ECLI:NL:RBZWB:2024:810
Rechtbank Zeeland-West-Brabant
- Eerste aanleg - enkelvoudig
- Rechtspraak.nl
Beoordeling van de WOZ-waarde van een onroerende zaak in Tilburg
In deze uitspraak van de Rechtbank Zeeland-West-Brabant, gedaan op 7 februari 2024, wordt het beroep van de belanghebbende tegen de uitspraak op bezwaar van de heffingsambtenaar van de gemeente Tilburg beoordeeld. De heffingsambtenaar had op 28 februari 2022 de waarde van de onroerende zaak, gelegen aan [adres 1] te [plaats], vastgesteld op € 360.000 per 1 januari 2021. De belanghebbende, eigenaar van de woning, had bezwaar gemaakt tegen deze waardevaststelling en stelde dat de waarde maximaal € 348.000 zou moeten zijn. De rechtbank heeft op 12 januari 2024 de zaak behandeld, waarbij de gemachtigde van de belanghebbende en de heffingsambtenaar aanwezig waren.
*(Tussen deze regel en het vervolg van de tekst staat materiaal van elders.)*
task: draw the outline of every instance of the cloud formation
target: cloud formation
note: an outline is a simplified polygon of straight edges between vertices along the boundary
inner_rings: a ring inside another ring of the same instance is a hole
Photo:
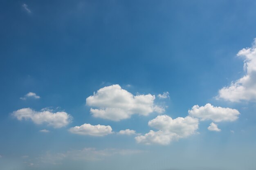
[[[69,131],[79,135],[95,136],[103,136],[112,133],[112,128],[110,126],[99,124],[94,126],[87,124],[71,128]]]
[[[46,124],[54,128],[60,128],[69,124],[72,117],[65,112],[55,113],[49,111],[37,112],[30,108],[24,108],[13,112],[12,115],[18,120],[31,119],[36,124]]]
[[[190,116],[200,119],[200,121],[211,120],[216,122],[234,121],[237,119],[240,114],[236,109],[228,108],[214,107],[209,103],[204,106],[194,106],[189,110]]]
[[[220,129],[218,128],[218,125],[213,122],[211,122],[210,124],[210,126],[207,128],[207,129],[210,131],[216,131],[216,132],[220,132],[221,131]]]
[[[36,94],[33,92],[29,92],[25,95],[23,97],[20,97],[22,100],[26,100],[27,99],[30,98],[32,99],[38,99],[40,98],[40,96],[36,95]]]
[[[159,94],[157,96],[160,99],[166,99],[166,98],[170,97],[170,96],[169,96],[169,92],[168,91],[164,92],[162,95]]]
[[[158,130],[150,130],[144,135],[135,137],[139,143],[167,145],[173,141],[194,134],[198,128],[198,119],[190,116],[175,119],[167,115],[158,116],[150,121],[148,126]]]
[[[22,6],[28,13],[31,13],[31,10],[29,9],[28,6],[27,4],[23,4]]]
[[[243,49],[237,55],[244,58],[245,75],[220,90],[216,99],[231,102],[256,102],[256,38],[251,48]]]
[[[137,135],[136,131],[134,130],[131,130],[129,129],[125,130],[121,130],[118,132],[120,135]]]
[[[119,121],[135,114],[146,116],[153,112],[164,112],[164,108],[154,104],[155,98],[150,94],[133,95],[115,84],[99,89],[86,99],[86,105],[98,108],[91,108],[93,117]]]

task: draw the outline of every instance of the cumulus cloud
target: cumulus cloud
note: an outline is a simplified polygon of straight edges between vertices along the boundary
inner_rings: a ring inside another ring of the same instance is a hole
[[[213,122],[212,122],[210,124],[209,127],[207,129],[210,131],[216,131],[216,132],[220,132],[221,130],[218,128],[218,125],[215,124]]]
[[[237,55],[244,58],[245,75],[219,91],[217,99],[231,102],[256,101],[256,38],[251,48],[243,49]]]
[[[119,134],[130,135],[137,135],[136,131],[134,130],[131,130],[129,129],[125,130],[121,130],[118,132]]]
[[[150,132],[144,135],[135,137],[137,143],[167,145],[173,141],[188,137],[195,133],[198,128],[197,118],[187,116],[175,119],[167,115],[158,116],[150,121],[148,126],[159,130]]]
[[[22,6],[28,13],[31,13],[31,10],[29,8],[27,4],[23,4]]]
[[[47,129],[42,129],[41,130],[39,130],[39,132],[43,132],[44,133],[48,133],[50,131],[49,130],[47,130]]]
[[[34,93],[29,92],[28,93],[25,95],[23,97],[20,97],[20,99],[22,100],[26,100],[28,98],[38,99],[40,98],[40,96],[37,95],[36,94]]]
[[[103,136],[112,133],[112,128],[110,126],[99,124],[94,126],[87,124],[71,128],[69,131],[76,134],[95,136]]]
[[[15,111],[12,115],[20,121],[31,119],[36,124],[45,123],[54,128],[66,126],[72,119],[71,115],[65,112],[55,113],[49,111],[38,112],[30,108],[24,108]]]
[[[204,106],[194,106],[191,110],[189,110],[189,114],[191,116],[200,118],[201,121],[211,120],[219,122],[235,121],[238,119],[240,113],[236,109],[214,107],[208,103]]]
[[[119,121],[134,114],[146,116],[153,112],[163,113],[164,109],[154,103],[155,98],[150,94],[135,96],[115,84],[99,89],[86,99],[86,105],[97,108],[90,110],[94,117]]]
[[[169,92],[168,91],[164,92],[162,95],[159,94],[157,96],[160,99],[166,99],[166,98],[170,97],[170,96],[169,96]]]

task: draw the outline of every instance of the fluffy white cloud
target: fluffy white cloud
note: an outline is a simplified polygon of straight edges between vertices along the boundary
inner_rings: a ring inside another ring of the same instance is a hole
[[[173,119],[167,115],[163,115],[158,116],[149,121],[148,124],[159,130],[150,130],[144,135],[135,137],[137,142],[167,145],[173,141],[194,134],[198,128],[198,120],[189,116]]]
[[[166,98],[170,97],[170,96],[169,96],[169,92],[168,91],[164,92],[162,95],[159,94],[157,96],[160,99],[166,99]]]
[[[232,102],[241,100],[256,101],[256,38],[252,46],[243,49],[238,53],[243,57],[244,69],[246,74],[243,77],[232,82],[227,87],[219,91],[217,99],[223,99]]]
[[[23,97],[20,97],[20,99],[22,100],[26,100],[28,98],[34,98],[34,99],[40,99],[40,96],[36,95],[36,94],[33,92],[29,92],[28,93],[25,95]]]
[[[210,126],[207,128],[207,129],[210,131],[216,131],[216,132],[220,132],[221,131],[220,129],[218,128],[218,125],[213,122],[212,122],[210,124]]]
[[[31,10],[29,9],[29,7],[27,4],[23,4],[22,6],[28,13],[31,13]]]
[[[45,123],[55,128],[65,126],[72,119],[72,117],[65,112],[56,113],[49,111],[37,112],[30,108],[24,108],[15,111],[12,115],[20,121],[23,119],[31,119],[36,124]]]
[[[47,129],[42,129],[41,130],[39,130],[40,132],[43,132],[44,133],[48,133],[48,132],[50,132],[49,130]]]
[[[126,135],[136,135],[136,131],[134,130],[131,130],[129,129],[125,130],[121,130],[118,132],[119,134]]]
[[[154,111],[163,113],[164,109],[154,104],[155,98],[150,94],[134,96],[115,84],[99,89],[86,99],[86,105],[97,108],[90,109],[94,117],[119,121],[136,113],[146,116]]]
[[[218,122],[235,121],[238,119],[240,113],[236,109],[214,107],[207,103],[204,106],[194,106],[191,110],[189,110],[189,114],[191,116],[200,118],[201,121],[212,120]]]
[[[79,135],[95,136],[103,136],[112,133],[112,128],[110,126],[99,124],[94,126],[87,124],[71,128],[69,131]]]

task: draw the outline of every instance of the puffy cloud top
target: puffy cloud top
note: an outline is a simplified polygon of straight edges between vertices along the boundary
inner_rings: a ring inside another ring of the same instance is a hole
[[[96,136],[105,136],[112,133],[112,128],[110,126],[99,124],[94,126],[87,124],[71,128],[69,131],[72,133],[79,135]]]
[[[118,84],[99,89],[86,99],[86,105],[95,117],[115,121],[128,119],[134,114],[147,115],[154,111],[162,113],[164,108],[154,104],[155,95],[148,94],[133,95]]]
[[[189,110],[189,114],[191,116],[200,118],[201,121],[212,120],[218,122],[235,121],[238,119],[240,113],[236,109],[214,107],[208,103],[204,106],[194,106],[191,110]]]
[[[36,124],[45,123],[55,128],[65,126],[69,124],[72,117],[65,112],[53,113],[49,111],[37,112],[30,108],[24,108],[13,112],[12,115],[18,120],[31,119]]]
[[[173,119],[167,115],[163,115],[158,116],[149,121],[148,124],[159,130],[150,130],[144,135],[135,137],[137,142],[167,145],[172,141],[194,134],[198,128],[198,120],[189,116]]]

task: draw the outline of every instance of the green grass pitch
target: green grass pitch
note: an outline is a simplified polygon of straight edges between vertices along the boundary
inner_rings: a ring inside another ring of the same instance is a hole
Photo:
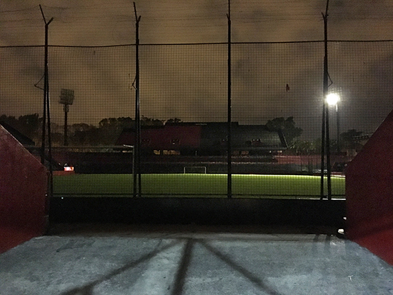
[[[146,196],[225,197],[226,174],[142,174],[142,193]],[[55,175],[54,196],[130,196],[132,174]],[[318,198],[320,177],[297,175],[232,175],[234,197]],[[325,179],[325,191],[327,187]],[[345,198],[345,179],[331,177],[333,198]],[[326,193],[325,193],[326,194]]]

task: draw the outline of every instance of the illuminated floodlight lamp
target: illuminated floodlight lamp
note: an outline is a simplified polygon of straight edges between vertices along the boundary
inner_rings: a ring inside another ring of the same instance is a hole
[[[331,93],[326,95],[326,103],[329,106],[337,106],[338,101],[340,101],[340,96],[338,94]]]

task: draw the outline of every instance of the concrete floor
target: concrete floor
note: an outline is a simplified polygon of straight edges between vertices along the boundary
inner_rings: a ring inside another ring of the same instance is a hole
[[[329,234],[74,228],[0,255],[0,294],[393,294],[393,266]]]

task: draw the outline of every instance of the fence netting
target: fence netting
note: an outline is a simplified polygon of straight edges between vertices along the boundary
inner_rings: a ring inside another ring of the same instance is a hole
[[[329,42],[337,197],[346,165],[392,110],[392,45]],[[229,91],[227,44],[139,45],[142,195],[227,194],[230,95],[233,196],[319,197],[324,43],[237,43],[231,54]],[[49,47],[55,195],[132,195],[135,55],[135,45]],[[40,160],[44,47],[0,48],[0,121]]]

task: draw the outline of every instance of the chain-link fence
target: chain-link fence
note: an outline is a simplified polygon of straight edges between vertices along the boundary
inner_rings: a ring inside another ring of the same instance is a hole
[[[331,164],[338,174],[391,111],[392,48],[392,42],[329,43],[329,91],[341,98],[329,108]],[[0,48],[0,121],[32,140],[26,145],[38,157],[43,53],[43,47]],[[309,189],[312,180],[283,175],[321,172],[323,55],[321,42],[232,44],[229,93],[227,44],[140,45],[142,193],[226,194],[230,94],[233,194],[318,196]],[[135,45],[50,46],[48,60],[55,175],[64,165],[99,177],[132,173]],[[62,89],[73,91],[67,112]],[[276,177],[258,178],[266,174]],[[65,185],[93,194],[97,182],[108,187],[117,177]],[[101,191],[127,195],[132,182],[125,182],[125,190]],[[334,195],[343,194],[343,180],[333,185]],[[62,186],[55,193],[56,187]]]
De rechtbank concludeert dat de heffingsambtenaar voldoende aannemelijk heeft gemaakt dat de WOZ-waarde van de woning niet te hoog is vastgesteld. De rechtbank heeft de vergelijkingsmethode toegepast, waarbij de waarde van de woning is vastgesteld aan de hand van de verkoopopbrengst van vergelijkbare woningen. De rechtbank oordeelt dat de referentiewoningen, die zijn gebruikt door de heffingsambtenaar, voldoende vergelijkbaar zijn met de woning van de belanghebbende. De rechtbank heeft vastgesteld dat de heffingsambtenaar in voldoende mate rekening heeft gehouden met de verschillen tussen de woning en de referentiewoningen.
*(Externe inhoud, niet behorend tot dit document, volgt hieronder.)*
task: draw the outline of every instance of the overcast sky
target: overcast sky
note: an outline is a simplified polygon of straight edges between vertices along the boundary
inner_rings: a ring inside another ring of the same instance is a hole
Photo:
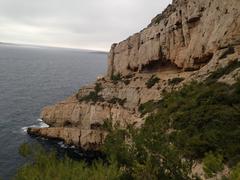
[[[106,50],[171,0],[0,0],[0,41]]]

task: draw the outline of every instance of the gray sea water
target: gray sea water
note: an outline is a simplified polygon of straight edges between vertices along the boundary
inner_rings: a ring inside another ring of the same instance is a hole
[[[44,126],[41,109],[103,75],[106,59],[84,50],[0,45],[1,178],[10,179],[24,163],[18,147],[34,141],[26,127]]]

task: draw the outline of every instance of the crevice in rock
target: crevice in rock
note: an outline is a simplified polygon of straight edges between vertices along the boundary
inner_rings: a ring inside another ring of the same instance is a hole
[[[154,60],[150,61],[148,64],[143,65],[141,73],[154,73],[163,71],[179,71],[177,65],[172,63],[170,60]]]

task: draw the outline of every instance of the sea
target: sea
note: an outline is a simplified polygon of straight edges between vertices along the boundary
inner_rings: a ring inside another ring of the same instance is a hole
[[[94,82],[105,74],[106,67],[107,54],[103,52],[0,45],[0,179],[11,179],[26,162],[18,153],[23,143],[41,143],[81,156],[75,147],[30,137],[26,130],[47,127],[39,119],[41,109]]]

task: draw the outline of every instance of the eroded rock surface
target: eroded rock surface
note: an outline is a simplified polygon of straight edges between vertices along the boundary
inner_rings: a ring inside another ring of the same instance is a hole
[[[204,81],[239,58],[239,0],[174,0],[147,28],[112,45],[105,77],[43,109],[41,118],[50,128],[28,132],[97,149],[106,137],[107,119],[122,128],[140,127],[141,104],[184,83]],[[219,82],[233,84],[239,70]],[[153,77],[158,80],[149,87]]]

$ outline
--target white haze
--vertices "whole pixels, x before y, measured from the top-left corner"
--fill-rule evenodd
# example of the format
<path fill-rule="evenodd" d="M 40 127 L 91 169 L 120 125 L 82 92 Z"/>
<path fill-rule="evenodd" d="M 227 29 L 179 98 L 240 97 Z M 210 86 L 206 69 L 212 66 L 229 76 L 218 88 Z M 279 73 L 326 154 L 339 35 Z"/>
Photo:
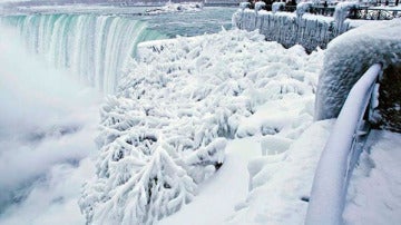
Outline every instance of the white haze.
<path fill-rule="evenodd" d="M 94 174 L 100 97 L 16 37 L 0 29 L 0 224 L 84 223 L 75 198 Z"/>

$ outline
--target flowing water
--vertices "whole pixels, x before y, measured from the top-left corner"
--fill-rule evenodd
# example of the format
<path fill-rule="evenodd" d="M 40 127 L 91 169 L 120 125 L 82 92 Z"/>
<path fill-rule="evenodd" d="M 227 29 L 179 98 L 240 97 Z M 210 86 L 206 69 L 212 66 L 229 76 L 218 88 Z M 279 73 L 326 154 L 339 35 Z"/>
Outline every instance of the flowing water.
<path fill-rule="evenodd" d="M 76 198 L 94 175 L 97 92 L 115 91 L 139 42 L 229 29 L 236 10 L 147 9 L 0 9 L 0 224 L 84 224 Z"/>

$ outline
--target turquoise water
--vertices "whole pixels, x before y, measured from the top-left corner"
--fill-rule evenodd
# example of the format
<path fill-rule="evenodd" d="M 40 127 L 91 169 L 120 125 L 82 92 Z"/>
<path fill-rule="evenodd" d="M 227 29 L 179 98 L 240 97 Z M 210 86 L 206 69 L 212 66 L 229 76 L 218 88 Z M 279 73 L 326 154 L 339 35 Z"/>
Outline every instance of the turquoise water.
<path fill-rule="evenodd" d="M 27 8 L 0 17 L 26 48 L 56 68 L 66 68 L 101 92 L 116 90 L 121 70 L 139 42 L 231 29 L 236 8 L 146 14 L 151 8 Z"/>

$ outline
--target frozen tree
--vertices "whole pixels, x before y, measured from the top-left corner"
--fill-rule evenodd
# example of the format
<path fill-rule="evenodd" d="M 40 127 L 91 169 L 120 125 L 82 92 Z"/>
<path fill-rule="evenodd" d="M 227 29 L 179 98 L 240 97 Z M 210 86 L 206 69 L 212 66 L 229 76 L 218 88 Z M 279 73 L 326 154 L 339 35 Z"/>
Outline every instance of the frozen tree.
<path fill-rule="evenodd" d="M 305 51 L 293 48 L 275 62 L 283 49 L 241 30 L 140 45 L 100 110 L 97 176 L 79 200 L 87 223 L 153 224 L 188 203 L 223 165 L 227 139 L 250 134 L 238 134 L 239 124 L 257 106 L 312 92 L 312 78 L 290 79 Z"/>

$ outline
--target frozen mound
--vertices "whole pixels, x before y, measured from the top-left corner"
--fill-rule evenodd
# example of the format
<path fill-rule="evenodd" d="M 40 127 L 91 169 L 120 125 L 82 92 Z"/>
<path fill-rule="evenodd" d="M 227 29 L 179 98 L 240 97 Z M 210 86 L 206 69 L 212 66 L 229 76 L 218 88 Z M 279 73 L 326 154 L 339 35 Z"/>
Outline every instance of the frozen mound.
<path fill-rule="evenodd" d="M 401 20 L 364 25 L 329 43 L 319 78 L 315 119 L 339 115 L 352 86 L 373 63 L 401 63 Z"/>
<path fill-rule="evenodd" d="M 333 125 L 314 123 L 286 151 L 251 162 L 250 194 L 228 224 L 304 224 L 314 173 Z"/>
<path fill-rule="evenodd" d="M 401 221 L 401 134 L 372 130 L 348 189 L 344 224 Z"/>
<path fill-rule="evenodd" d="M 97 177 L 79 202 L 88 224 L 153 224 L 190 202 L 226 139 L 280 131 L 244 126 L 260 106 L 313 97 L 321 53 L 235 30 L 144 43 L 126 68 L 101 108 Z"/>

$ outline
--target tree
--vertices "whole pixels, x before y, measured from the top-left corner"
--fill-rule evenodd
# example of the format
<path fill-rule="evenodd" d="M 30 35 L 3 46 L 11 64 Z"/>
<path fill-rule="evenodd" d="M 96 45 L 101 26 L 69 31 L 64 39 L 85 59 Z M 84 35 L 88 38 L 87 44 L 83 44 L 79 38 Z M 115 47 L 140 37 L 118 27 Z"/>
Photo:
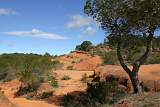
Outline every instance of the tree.
<path fill-rule="evenodd" d="M 92 47 L 93 47 L 92 42 L 83 41 L 81 45 L 76 46 L 76 50 L 89 52 Z"/>
<path fill-rule="evenodd" d="M 131 79 L 134 93 L 140 92 L 138 71 L 152 51 L 154 32 L 160 26 L 160 1 L 86 0 L 84 11 L 98 21 L 106 33 L 115 37 L 118 60 Z M 146 38 L 145 52 L 132 63 L 132 69 L 123 59 L 121 47 L 128 35 Z"/>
Uiteindelijk verklaart de rechtbank het beroep van de belanghebbende ongegrond, wat betekent dat de waardebeschikking en de aanslag onroerendezaakbelastingen (OZB) gehandhaafd blijven. De belanghebbende heeft geen recht op terugbetaling van griffierecht of vergoeding van proceskosten. De uitspraak is openbaar gemaakt en partijen zijn geïnformeerd over de mogelijkheid tot hoger beroep.